You can see that the Yes/No workflow got a lot more action! In fact, all four Yes/No questions were completed in half the time it took to complete the Survey workflow. This is probably because Yes/No classifications were so fast to do. They took anywhere from 1 second (on the mobile swipe app) to 3 seconds, while Survey classifications took 8-10 seconds.

Length of time to complete classifications on each workflow: Classification duration in seconds (calculated as time that an image loaded into a volunteer’s browser to the time that “Done” was selected) for each workflow across different devices. Median durations given in black text above the median line; sample sizes given in gray text below the median line. Note that the Y-axis is on a Log10 scale.

Importantly, accuracy was pretty similar across each workflow; aggregated volunteer answers agreed with Ted’s answers 95-99% of the time.

So, cascade filtering seems to work really, really well when it comes to producing results. But what about for the volunteer community? Not only do we want to produce scientific results, but we also want to provide opportunities for deeper engagement and learning. There was some evidence that folks might comment less on Talk when classifying on the Yes/No workflow – possibly because it would break up the “flow” of classifications, but also maybe because the interface doesn’t encourage it. (We actually realized that the mobile swipe app doesn’t seem to provide any way to get to Talk!! Ack! Something that is on our list to fix ASAP.) But we also saw more super active classifiers on the Yes/No workflow, with twice as many folks who had made >1,000 classifications (during the experiment, that is – I’m sure many of you have contributed wayyyy more than that overall). This kind of extended activity is generally good, because many other Zooniverse studies have shown that the longer folks stay around a project, the more chance there is of discovering something new or learning about science (check out these papers at https://arxiv.org/pdf/1601.05973v1.pdf and http://eprints.whiterose.ac.uk/86535/.
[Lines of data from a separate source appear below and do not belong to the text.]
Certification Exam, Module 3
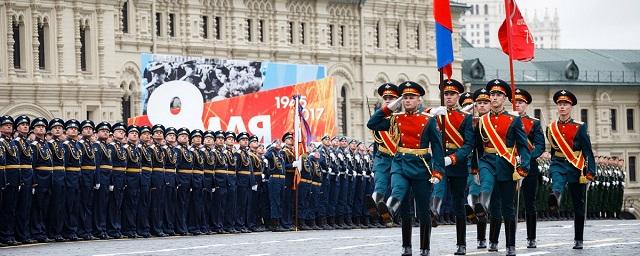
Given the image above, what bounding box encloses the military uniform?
[61,120,82,241]
[264,142,287,231]
[317,138,335,229]
[367,81,445,255]
[47,118,67,242]
[234,132,255,233]
[247,135,265,232]
[107,123,128,238]
[473,80,530,256]
[546,90,596,249]
[149,125,167,237]
[280,133,296,230]
[14,116,35,243]
[187,129,205,235]
[137,126,153,238]
[0,115,20,246]
[223,131,239,233]
[162,127,178,236]
[29,118,54,243]
[122,126,142,238]
[174,128,193,235]
[211,131,230,233]
[202,131,217,234]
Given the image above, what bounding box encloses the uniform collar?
[490,107,505,116]
[558,117,573,124]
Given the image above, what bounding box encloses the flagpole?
[504,0,517,111]
[439,69,446,151]
[294,95,300,231]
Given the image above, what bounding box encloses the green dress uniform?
[367,81,445,256]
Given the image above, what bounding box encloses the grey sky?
[517,0,640,50]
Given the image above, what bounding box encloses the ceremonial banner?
[129,78,336,145]
[140,53,326,114]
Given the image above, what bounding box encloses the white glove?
[109,185,114,191]
[516,156,521,164]
[261,173,266,179]
[18,185,22,191]
[293,160,301,170]
[212,188,216,193]
[429,106,447,116]
[387,97,403,112]
[328,167,333,173]
[190,188,193,192]
[251,185,258,191]
[429,177,441,184]
[263,159,269,165]
[473,174,480,185]
[444,157,452,167]
[371,172,375,178]
[32,188,36,195]
[351,170,356,176]
[94,183,101,190]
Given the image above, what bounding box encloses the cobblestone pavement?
[2,219,639,256]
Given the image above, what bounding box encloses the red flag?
[498,0,535,61]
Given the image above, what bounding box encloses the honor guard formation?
[0,81,628,256]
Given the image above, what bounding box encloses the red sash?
[550,121,585,170]
[443,114,464,148]
[378,131,398,154]
[522,117,535,150]
[480,114,517,166]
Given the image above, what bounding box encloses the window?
[340,86,347,135]
[612,109,617,131]
[214,16,221,40]
[395,23,400,49]
[121,1,129,33]
[484,4,488,15]
[374,22,380,48]
[630,156,636,182]
[340,25,345,47]
[155,13,162,36]
[122,95,131,122]
[288,21,294,44]
[329,24,334,46]
[80,23,88,71]
[168,13,175,37]
[475,5,479,15]
[581,109,588,124]
[202,16,209,39]
[245,19,252,41]
[627,109,635,131]
[300,22,306,44]
[258,20,264,42]
[484,38,489,44]
[415,24,420,49]
[38,22,47,70]
[534,109,542,119]
[12,19,23,69]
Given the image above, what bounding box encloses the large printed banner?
[141,53,326,114]
[129,78,336,144]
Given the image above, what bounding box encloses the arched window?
[80,23,89,71]
[38,19,50,70]
[484,4,488,15]
[12,18,25,69]
[475,5,479,15]
[374,21,380,48]
[340,86,348,135]
[122,94,131,122]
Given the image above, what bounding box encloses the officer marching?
[473,79,530,256]
[367,81,445,256]
[546,90,596,249]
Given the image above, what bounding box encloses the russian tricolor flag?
[434,0,454,78]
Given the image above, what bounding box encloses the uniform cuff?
[431,170,443,180]
[471,168,479,175]
[449,154,458,166]
[382,105,392,116]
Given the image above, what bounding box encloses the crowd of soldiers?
[0,114,393,247]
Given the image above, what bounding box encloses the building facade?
[0,0,466,142]
[458,0,559,49]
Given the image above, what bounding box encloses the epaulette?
[392,112,405,116]
[420,111,434,117]
[109,142,116,145]
[63,141,70,145]
[162,145,168,149]
[573,120,584,125]
[123,144,129,149]
[31,141,38,145]
[137,144,143,148]
[0,138,4,142]
[176,145,182,149]
[527,116,539,121]
[14,137,21,141]
[48,139,54,143]
[79,139,84,143]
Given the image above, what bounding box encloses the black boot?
[336,216,347,229]
[379,197,402,226]
[573,215,585,249]
[327,216,336,229]
[362,216,371,228]
[548,191,561,213]
[368,192,384,218]
[430,197,442,228]
[344,216,354,228]
[455,217,466,255]
[419,221,431,256]
[505,219,516,256]
[402,246,413,256]
[488,218,501,252]
[526,213,537,248]
[477,220,487,249]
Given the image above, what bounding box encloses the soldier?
[223,131,240,233]
[367,81,446,256]
[309,148,324,229]
[281,132,297,231]
[162,127,178,236]
[298,148,315,230]
[29,117,54,243]
[474,80,530,256]
[202,131,217,234]
[174,128,193,235]
[47,118,67,242]
[0,115,21,246]
[122,125,142,238]
[436,79,476,255]
[188,129,205,235]
[137,126,153,238]
[264,139,287,232]
[256,143,270,232]
[317,135,334,230]
[348,140,364,228]
[90,121,109,240]
[234,132,255,233]
[211,130,230,234]
[468,88,492,240]
[336,137,352,229]
[358,142,375,228]
[13,115,36,243]
[514,89,545,248]
[62,119,82,241]
[247,135,265,232]
[149,124,167,237]
[329,136,344,229]
[546,90,596,249]
[76,120,97,240]
[107,122,128,239]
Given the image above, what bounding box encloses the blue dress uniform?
[107,122,128,238]
[174,128,193,235]
[309,152,323,229]
[30,118,54,243]
[280,133,296,230]
[367,81,445,255]
[136,126,153,238]
[474,80,530,255]
[78,120,97,240]
[187,129,205,235]
[326,142,342,228]
[162,127,178,236]
[234,132,255,233]
[298,152,314,230]
[438,79,476,255]
[0,115,21,246]
[202,131,217,234]
[14,116,35,243]
[62,119,82,241]
[223,131,239,233]
[546,90,596,249]
[264,144,287,231]
[149,125,167,237]
[361,150,375,227]
[211,131,229,233]
[93,122,113,239]
[344,143,359,228]
[316,138,334,229]
[122,126,141,238]
[247,135,264,232]
[46,118,66,242]
[514,89,546,248]
[335,142,351,228]
[350,144,366,228]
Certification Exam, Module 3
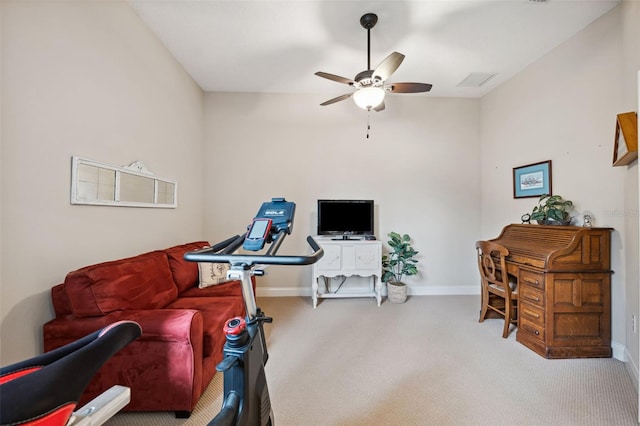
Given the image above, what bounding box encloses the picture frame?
[612,112,638,167]
[71,156,178,208]
[513,160,552,199]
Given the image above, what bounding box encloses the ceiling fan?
[315,13,432,112]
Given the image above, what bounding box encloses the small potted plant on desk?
[530,194,574,225]
[382,232,420,304]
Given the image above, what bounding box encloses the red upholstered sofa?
[43,241,252,417]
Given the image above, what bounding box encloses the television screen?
[317,200,374,236]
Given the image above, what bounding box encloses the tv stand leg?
[312,278,319,308]
[374,276,382,306]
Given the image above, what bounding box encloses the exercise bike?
[184,198,323,426]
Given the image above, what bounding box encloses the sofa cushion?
[51,283,72,316]
[179,277,254,299]
[164,241,210,294]
[198,262,230,288]
[64,251,178,317]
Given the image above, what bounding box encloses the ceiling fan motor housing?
[354,70,381,88]
[360,13,378,30]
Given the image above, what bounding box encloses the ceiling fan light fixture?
[353,87,385,110]
[315,13,431,112]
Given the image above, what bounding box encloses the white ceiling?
[129,0,619,100]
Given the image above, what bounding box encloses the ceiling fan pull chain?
[366,110,371,139]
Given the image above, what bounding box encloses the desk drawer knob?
[522,323,542,337]
[524,278,540,286]
[525,294,540,302]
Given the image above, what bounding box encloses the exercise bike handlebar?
[184,234,324,267]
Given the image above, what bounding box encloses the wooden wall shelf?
[612,112,638,167]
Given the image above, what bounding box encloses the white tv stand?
[312,238,382,308]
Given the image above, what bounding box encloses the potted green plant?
[530,194,573,225]
[382,232,419,303]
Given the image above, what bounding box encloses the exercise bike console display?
[243,218,272,251]
[184,198,323,426]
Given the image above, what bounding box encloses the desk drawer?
[519,285,544,308]
[519,269,544,290]
[519,302,544,326]
[520,317,545,342]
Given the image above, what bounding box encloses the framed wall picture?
[513,160,552,199]
[612,112,638,166]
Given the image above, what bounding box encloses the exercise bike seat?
[0,320,142,426]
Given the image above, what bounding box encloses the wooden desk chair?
[476,240,518,338]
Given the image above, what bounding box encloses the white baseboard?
[256,287,313,297]
[623,345,639,391]
[612,341,626,361]
[408,285,480,296]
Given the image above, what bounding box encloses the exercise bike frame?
[185,231,323,426]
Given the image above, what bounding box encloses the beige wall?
[0,1,205,363]
[1,0,637,377]
[203,93,481,296]
[621,0,640,388]
[480,4,639,366]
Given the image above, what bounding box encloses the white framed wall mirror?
[71,156,177,208]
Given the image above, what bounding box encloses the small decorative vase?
[387,281,407,304]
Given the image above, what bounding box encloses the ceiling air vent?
[457,73,497,88]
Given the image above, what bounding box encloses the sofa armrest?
[43,309,205,412]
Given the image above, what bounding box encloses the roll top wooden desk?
[489,224,613,358]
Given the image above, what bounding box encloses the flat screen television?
[317,199,374,237]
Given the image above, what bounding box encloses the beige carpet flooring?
[105,295,638,425]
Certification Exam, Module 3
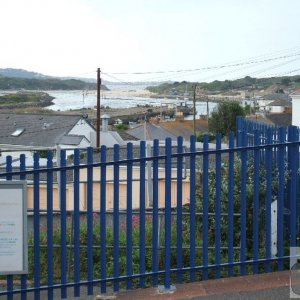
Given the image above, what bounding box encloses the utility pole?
[193,84,197,137]
[206,96,209,118]
[96,68,101,149]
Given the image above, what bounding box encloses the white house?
[0,113,96,157]
[291,90,300,127]
[258,94,291,112]
[265,99,290,113]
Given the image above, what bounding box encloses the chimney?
[101,114,110,132]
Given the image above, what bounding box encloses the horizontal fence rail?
[0,129,299,299]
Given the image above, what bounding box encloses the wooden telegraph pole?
[96,68,101,148]
[193,84,197,137]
Interestingly, when we asked you what you all thought about the two different workflows, we found that, surprise!, different people like different styles.

Workflow Preference: The number of volunteers who reported preferring each workflow. Note that we limited responses to those volunteers who had actually tried both workflows.
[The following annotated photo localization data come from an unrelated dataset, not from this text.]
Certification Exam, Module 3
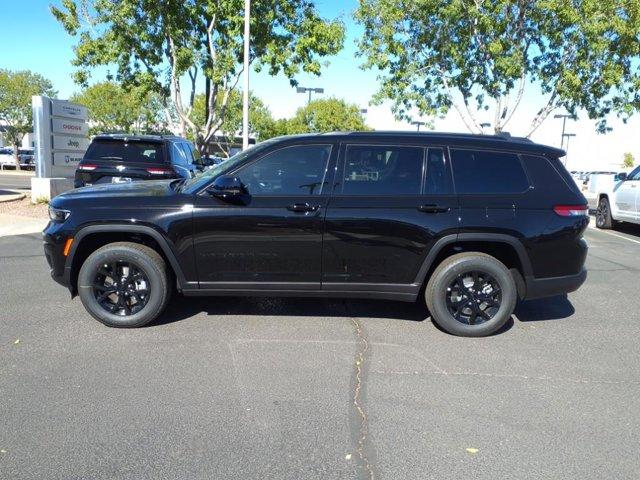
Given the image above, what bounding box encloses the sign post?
[31,96,89,201]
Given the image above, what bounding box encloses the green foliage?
[70,82,168,135]
[0,69,56,168]
[52,0,345,150]
[189,90,279,154]
[622,152,635,169]
[286,98,370,134]
[355,0,640,135]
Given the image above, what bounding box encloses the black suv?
[74,134,201,188]
[45,132,588,336]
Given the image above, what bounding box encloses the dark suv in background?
[46,132,588,337]
[74,134,202,188]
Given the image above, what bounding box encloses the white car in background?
[596,165,640,228]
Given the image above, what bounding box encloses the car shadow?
[153,295,431,327]
[514,295,575,322]
[152,293,575,330]
[612,221,640,238]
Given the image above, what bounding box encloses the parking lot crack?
[344,302,376,480]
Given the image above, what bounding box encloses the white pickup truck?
[595,166,640,228]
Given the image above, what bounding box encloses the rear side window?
[424,148,453,194]
[84,140,165,164]
[342,145,423,195]
[451,149,529,194]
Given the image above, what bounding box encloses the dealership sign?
[32,96,90,179]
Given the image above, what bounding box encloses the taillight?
[78,164,97,171]
[553,205,589,217]
[146,167,175,175]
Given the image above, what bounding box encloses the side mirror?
[616,172,627,181]
[207,175,248,204]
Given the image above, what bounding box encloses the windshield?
[85,140,165,164]
[181,140,279,192]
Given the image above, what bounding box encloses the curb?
[0,190,26,203]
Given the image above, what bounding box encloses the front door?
[193,143,335,289]
[322,144,459,288]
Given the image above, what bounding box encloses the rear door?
[322,143,459,289]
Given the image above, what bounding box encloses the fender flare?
[64,224,188,289]
[413,233,533,286]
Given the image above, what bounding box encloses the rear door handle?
[287,203,320,213]
[418,204,450,213]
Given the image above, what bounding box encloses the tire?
[77,242,171,328]
[425,252,517,337]
[595,197,613,229]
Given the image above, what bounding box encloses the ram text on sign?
[51,118,89,136]
[53,151,84,166]
[51,100,88,121]
[52,135,90,151]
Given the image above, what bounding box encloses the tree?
[189,90,279,154]
[71,82,169,135]
[0,69,56,169]
[622,152,635,169]
[355,0,640,136]
[52,0,345,152]
[286,97,369,134]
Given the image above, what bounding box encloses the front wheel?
[77,242,170,327]
[595,197,613,229]
[425,253,517,337]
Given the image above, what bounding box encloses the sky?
[1,0,639,171]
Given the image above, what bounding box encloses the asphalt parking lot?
[1,220,639,479]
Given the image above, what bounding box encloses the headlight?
[49,206,70,222]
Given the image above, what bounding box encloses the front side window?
[451,149,530,194]
[342,145,423,195]
[628,166,640,181]
[236,144,332,196]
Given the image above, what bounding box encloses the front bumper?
[524,268,587,300]
[43,222,73,290]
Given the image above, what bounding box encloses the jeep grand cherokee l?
[44,132,588,337]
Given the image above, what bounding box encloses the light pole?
[296,86,324,104]
[554,114,577,149]
[242,0,250,150]
[562,133,576,166]
[411,120,426,131]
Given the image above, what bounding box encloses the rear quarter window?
[521,155,583,196]
[450,149,529,194]
[84,140,165,164]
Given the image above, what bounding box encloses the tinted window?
[236,144,331,196]
[424,148,453,194]
[451,149,529,194]
[342,145,423,195]
[628,166,640,180]
[85,140,164,164]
While the cascade filtering approach was a bit more popular, it was really telling to hear why people liked each approach. Some preferred the Yes/No questions because they were quick and easy and people felt like they were contributing something right away; those who liked the Survey enjoyed being able to provide a more robust and complete classification. My favorite revelation was that sometimes people preferred different workflows depending on their mood.

So! All in all, we’re pretty happy with cascade filtering. Now, it doesn’t work for every project: Snapshots at Sea really just needed to know about one species, and the number of Yes/No questions needed for something like Snapshot Serengeti would probably be overwhelming. But we’re exploring ways to add a cascade filtering step to other projects, like we’ve done to filter out empties and vehicles on Camera CATalogue.

We’ve just submitted this work as a scientific article to the journal Citizen Science: Theory and Practice, and we’ll let you know if and when it’s published. It’s been so much fun to explore what makes a project work, and we’d never be able to do any of this without your help. So thanks again for all that you do!